Distribution of CAL gain values at 2 years is shown in Fig. 1. CAL gain was noted at 41 sites and no change was found at one site.
Among the secondary endpoints, a significant improvement in PD from baseline was noted at 1 and 2 years (Table 1). No significant difference in PD was observed between at 1 and 2 years. Percentages of PD reductions at 1 and 2 years were 47.1 and 48.5%, respectively. As for BOP, a significant difference from baseline was noted at 1 and 2 years. No significant difference from baseline in TM score was noted at 1 and 2 years.
At both 1 and 2 years, the contribution of GR to the PD reduction was minimal (Fig. 2).
Assessment of bone fill
At baseline, mean value of the percentage of bone loss was 47.5 ± 13.3%. The bone fill at 1 and 2 years postoperatively were 25.6 ± 12.9 and 36.2 ± 14.6%, respectively.

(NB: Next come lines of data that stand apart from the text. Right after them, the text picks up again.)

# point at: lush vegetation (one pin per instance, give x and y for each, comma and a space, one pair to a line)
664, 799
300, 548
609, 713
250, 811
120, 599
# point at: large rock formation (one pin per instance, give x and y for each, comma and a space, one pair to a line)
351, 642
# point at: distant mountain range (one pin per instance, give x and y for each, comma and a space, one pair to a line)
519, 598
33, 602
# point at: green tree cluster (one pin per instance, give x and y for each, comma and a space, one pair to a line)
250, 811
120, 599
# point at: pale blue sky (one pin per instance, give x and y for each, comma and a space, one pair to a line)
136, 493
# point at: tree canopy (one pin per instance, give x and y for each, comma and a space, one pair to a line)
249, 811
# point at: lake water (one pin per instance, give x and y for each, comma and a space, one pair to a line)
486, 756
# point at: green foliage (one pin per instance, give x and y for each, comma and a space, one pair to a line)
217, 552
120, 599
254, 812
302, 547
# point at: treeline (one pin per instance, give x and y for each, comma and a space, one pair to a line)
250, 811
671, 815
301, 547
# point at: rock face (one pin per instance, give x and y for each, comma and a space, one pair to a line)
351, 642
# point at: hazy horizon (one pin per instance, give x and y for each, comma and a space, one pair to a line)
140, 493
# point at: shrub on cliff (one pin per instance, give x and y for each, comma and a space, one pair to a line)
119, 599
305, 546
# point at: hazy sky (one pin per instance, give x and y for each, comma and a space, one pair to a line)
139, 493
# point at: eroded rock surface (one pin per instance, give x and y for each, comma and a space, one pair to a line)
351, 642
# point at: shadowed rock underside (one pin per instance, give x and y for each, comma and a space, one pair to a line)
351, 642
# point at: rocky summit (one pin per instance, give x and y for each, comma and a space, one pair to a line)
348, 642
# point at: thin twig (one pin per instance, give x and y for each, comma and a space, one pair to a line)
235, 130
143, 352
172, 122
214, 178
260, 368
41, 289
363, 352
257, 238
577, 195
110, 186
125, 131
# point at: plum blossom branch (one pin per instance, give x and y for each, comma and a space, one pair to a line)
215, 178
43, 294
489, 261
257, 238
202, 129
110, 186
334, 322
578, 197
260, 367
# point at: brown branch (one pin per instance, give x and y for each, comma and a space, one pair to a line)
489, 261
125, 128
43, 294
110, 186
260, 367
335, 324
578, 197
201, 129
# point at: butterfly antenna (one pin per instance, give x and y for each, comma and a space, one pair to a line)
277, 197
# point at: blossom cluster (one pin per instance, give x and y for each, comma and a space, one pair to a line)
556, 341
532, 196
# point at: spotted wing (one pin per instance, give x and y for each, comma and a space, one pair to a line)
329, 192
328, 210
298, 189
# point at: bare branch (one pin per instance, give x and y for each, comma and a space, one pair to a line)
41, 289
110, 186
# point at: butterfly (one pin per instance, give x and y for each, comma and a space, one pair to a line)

Configuration of treated defects and CAL gain at 2 years
When the values for CAL gain at 2 years were compared between 3-wall defects (contained defects) and others (1-wall, 2-wall, and combination defects), no significant difference was observed between groups (p = 0.13, by Mann–Whitney U test) (Fig. 3).
Relationship between CAL gain at 2 years and baseline variables
A significant positive correlation was found with baseline PD and patient age (Additional file 1: Table S1). In multiple regression analysis, the baseline PD was significantly associated with CAL gain at 2 years (Table 2).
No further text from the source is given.